В жизни каждого есть главные мгновения. Обычно к ним не приглядываются — разве что позже, после того как они промелькнут: миг, когда решаешь заговорить с девчонкой, притормозить на слепом повороте, не полениться и достать презерватив… Я везучий, наверное: мне довелось увидеть и распознать такое мгновение зимней ночью на улице Фейтфул-плейс, когда я ощутил бурный, затягивающий водоворот жизни.
В девятнадцать лет с готовностью бросаешь вызов миру и не заморачиваешься на мелочах. В ту ночь, как только братья захрапели, я выскользнул из нашей спальни — с рюкзаком за спиной и «Док Мартенсами» в руке. Половицы поскрипывали, в спальне девочек одна из сестер бормотала во сне, но я, великий, сильный и неудержимый, прокрался через жилую комнату в опасной близости к спавшим на диване родителям, а они даже не шевельнулись. Угли в камине едва тлели. Рюкзак вмещал все необходимое: джинсы, футболки, подержанный транзистор, сотню фунтов и свидетельство о рождении — в те времена для переезда в Англию большего не требовалось. Билеты на паром хранились у Рози.
Я ждал ее в конце улицы, в тени, отодвинувшись от туманно-желтого круга света под фонарем. В холодном как лед воздухе витал запах горелого хмеля с гиннессовской пивоварни. Надев ботинки на три пары носков, я запихнул руки глубоко в карманы немецкой армейской парки и в последний раз вслушивался в живые звуки моей улицы, плывущие в долгом потоке ночи. Где-то женщина со смехом произнесла «А кто тебе разрешил…» и захлопнула окно. В стене шуршала крыса, кашлянул мужчина, мотоцикл прожужжал за углом; Псих Джонни Мэлоун глухо ворчал, убаюкивая себя в подвале номера четырнадцатого. Где-то развлекалась парочка — приглушенные стоны, возня, ритмичное, размеренное уханье; я вспомнил, как пахнет шея Рози, и улыбнулся небу. Часы на городской башне пробили полночь, отозвались колокола церквей Христа, Святого Патрика, Святого Михаила — громкие округлые звуки падали с небес, словно в праздник, отмечая наш тайный Новый год.
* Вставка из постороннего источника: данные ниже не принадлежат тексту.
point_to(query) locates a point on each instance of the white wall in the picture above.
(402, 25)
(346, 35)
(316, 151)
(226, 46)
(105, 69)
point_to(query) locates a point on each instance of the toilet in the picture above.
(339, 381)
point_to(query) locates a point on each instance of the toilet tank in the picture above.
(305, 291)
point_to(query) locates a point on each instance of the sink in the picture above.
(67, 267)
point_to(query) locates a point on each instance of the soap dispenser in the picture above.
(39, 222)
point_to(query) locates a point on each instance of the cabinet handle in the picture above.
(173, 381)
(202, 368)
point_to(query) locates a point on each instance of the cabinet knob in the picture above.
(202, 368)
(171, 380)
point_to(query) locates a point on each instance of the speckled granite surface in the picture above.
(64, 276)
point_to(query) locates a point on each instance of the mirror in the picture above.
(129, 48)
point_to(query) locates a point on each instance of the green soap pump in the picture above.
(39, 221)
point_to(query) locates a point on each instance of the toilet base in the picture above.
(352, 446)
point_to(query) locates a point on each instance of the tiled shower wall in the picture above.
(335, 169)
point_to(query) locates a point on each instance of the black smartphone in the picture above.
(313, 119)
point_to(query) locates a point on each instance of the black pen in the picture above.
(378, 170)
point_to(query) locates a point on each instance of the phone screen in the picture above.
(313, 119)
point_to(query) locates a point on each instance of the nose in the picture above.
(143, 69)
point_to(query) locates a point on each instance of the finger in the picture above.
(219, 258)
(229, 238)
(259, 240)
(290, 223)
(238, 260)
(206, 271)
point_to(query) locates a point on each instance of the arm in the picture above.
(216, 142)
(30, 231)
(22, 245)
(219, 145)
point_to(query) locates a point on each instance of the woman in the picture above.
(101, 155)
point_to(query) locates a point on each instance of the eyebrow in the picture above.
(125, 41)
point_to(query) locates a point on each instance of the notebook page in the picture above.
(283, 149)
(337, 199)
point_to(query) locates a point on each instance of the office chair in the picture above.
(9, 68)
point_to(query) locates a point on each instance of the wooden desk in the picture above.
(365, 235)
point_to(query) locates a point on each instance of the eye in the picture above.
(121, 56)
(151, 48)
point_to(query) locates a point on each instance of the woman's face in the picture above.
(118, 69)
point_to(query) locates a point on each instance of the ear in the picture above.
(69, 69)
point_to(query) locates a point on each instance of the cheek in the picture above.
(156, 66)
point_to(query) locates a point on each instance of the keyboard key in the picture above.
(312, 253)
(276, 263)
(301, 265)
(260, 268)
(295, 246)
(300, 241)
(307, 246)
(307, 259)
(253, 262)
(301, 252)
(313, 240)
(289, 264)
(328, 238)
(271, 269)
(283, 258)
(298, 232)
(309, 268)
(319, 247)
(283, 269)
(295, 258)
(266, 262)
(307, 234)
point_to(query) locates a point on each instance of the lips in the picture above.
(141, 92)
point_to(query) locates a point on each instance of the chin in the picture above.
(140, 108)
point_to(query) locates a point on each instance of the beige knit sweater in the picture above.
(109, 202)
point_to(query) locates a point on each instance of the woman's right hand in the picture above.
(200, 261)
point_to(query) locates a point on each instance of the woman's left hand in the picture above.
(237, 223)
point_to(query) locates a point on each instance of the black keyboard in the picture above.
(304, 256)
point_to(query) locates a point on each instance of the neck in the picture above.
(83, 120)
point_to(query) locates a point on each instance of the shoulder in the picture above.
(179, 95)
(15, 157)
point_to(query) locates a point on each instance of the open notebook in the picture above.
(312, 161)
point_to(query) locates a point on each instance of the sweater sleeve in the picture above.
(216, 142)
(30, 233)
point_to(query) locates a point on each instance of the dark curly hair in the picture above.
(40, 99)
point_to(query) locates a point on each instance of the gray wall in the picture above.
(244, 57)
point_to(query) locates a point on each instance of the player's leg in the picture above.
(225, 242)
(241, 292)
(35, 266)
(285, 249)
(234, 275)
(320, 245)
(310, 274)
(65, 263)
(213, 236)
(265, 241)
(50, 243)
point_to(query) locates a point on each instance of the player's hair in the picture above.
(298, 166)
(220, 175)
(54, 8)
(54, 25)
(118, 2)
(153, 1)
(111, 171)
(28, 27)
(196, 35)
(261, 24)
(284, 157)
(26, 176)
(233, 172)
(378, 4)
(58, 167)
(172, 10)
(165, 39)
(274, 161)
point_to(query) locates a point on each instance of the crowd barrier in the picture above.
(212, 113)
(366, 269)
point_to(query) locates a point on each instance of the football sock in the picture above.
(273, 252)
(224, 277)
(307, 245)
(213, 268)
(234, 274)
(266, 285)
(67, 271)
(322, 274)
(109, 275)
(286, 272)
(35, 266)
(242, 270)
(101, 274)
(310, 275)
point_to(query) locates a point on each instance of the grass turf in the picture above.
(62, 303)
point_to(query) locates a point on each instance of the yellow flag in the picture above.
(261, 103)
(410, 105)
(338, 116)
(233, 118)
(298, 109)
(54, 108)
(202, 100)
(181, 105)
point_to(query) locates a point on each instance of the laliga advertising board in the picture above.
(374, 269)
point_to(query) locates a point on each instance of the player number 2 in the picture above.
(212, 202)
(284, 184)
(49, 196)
Когда пробило час ночи, я испугался. Послышались тихий шорох и топот по задним дворам, и я с надеждой выпрямился, но Рози не появилась над стеной; видимо, какой-то припозднившийся гуляка виновато возвращался домой через окно. В номере семь очередной младенец Салли Хирн плакал тоненько и обиженно, пока она не проснулась и не начала баюкать его, напевая песенку из старого фильма: «Я знаю, куда еду, я знаю, с кем я буду…»
К двум часам я с ужасом сообразил, что перепутал место встречи. Меня словно подбросило через заднюю стену двора номера шестнадцатого — здание приговорили к сносу задолго до моего рождения, но местная детвора наплевала на ужасные запреты и оккупировала дом, заполнив его пивными банками, окурками и утраченными иллюзиями невинности. Я несся по полусгнившей лестнице через четыре ступеньки, не беспокоясь, что кто-то услышит, в полной уверенности, что сейчас увижу Рози — растрепанная грива медно-рыжих кудрей, руки рассерженно уперты в бока. «И где тебя черти носят?»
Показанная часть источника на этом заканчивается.